DMI fungicide resistance prevalence: Widespread resistance to DMI fungicides was observed among BSDC populations in banana plantations of Southeastern Brazil. All nine Mf isolates showing moderate resistance levels to propiconazole or tebuconazole, while 26% of the Mm strains (11 out of 42) tested showed low to moderate levels of resistance to these DMI fungicides.

Mutation diversity and resistance association: Mutations leading to CYP51 substitutions Y136F, lY461N/H, and Y463D in Mm and Y461D, G462D, and Y463D in Mf were associated with low or moderate levels of resistance to DMIs. More complex CYP51 variants and CYP51 promoter inserts associated with upregulation of the target protein were not detected and can explain the absence of highly DMI-resistant strains in Brazil.

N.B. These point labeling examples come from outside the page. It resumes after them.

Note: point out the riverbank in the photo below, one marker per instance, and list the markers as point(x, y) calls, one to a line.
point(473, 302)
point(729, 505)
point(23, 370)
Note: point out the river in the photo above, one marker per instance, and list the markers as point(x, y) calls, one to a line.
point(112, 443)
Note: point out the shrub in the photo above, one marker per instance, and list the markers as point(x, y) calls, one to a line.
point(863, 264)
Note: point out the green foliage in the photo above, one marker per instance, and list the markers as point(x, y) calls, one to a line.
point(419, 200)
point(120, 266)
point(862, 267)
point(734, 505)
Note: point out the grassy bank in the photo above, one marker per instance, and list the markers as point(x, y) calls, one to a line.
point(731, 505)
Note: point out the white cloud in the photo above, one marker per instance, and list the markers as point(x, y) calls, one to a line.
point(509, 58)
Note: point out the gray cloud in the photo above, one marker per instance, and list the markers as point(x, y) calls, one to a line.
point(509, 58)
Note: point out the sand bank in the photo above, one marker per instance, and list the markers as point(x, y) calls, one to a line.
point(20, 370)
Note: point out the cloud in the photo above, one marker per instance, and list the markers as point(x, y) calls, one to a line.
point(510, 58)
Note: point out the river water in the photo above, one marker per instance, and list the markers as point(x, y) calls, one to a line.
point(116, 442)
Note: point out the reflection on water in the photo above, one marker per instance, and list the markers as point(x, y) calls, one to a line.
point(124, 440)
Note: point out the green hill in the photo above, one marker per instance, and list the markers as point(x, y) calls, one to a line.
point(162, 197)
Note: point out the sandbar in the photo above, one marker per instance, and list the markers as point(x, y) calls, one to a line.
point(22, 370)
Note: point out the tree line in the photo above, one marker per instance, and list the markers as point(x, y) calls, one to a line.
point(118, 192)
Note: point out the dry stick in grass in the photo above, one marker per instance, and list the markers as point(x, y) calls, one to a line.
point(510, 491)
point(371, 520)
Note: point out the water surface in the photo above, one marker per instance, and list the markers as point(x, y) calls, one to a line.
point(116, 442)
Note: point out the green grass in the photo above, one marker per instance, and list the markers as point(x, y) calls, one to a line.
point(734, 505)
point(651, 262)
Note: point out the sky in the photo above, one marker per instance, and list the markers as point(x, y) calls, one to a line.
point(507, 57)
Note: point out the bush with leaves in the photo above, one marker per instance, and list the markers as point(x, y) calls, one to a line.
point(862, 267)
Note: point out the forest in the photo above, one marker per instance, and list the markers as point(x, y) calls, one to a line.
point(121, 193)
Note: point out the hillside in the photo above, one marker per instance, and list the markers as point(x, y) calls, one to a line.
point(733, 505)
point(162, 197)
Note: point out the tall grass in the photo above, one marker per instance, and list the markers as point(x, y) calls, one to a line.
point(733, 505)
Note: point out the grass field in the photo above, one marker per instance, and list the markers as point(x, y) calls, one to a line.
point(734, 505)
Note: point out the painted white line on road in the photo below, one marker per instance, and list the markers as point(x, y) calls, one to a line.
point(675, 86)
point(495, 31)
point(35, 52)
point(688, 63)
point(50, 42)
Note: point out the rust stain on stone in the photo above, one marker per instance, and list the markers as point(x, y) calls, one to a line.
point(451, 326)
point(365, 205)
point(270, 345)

Influence of fungicide management system: Variations in resistance levels were strongly influenced by the intensity of fungicide management practices. The Mf population from Vale do Ribeira exhibited notably higher resistance due to more intense fungicide spraying compared with regions with less intensive fungicide use.

Recommendations for integrated disease management: Implement integrated disease management strategies to reduce reliance on fungicides and adopt practices to mitigate resistance development. Develop and deploy smart spraying systems guided by real-time aerobiology data to optimize fungicide application and preserve efficacy.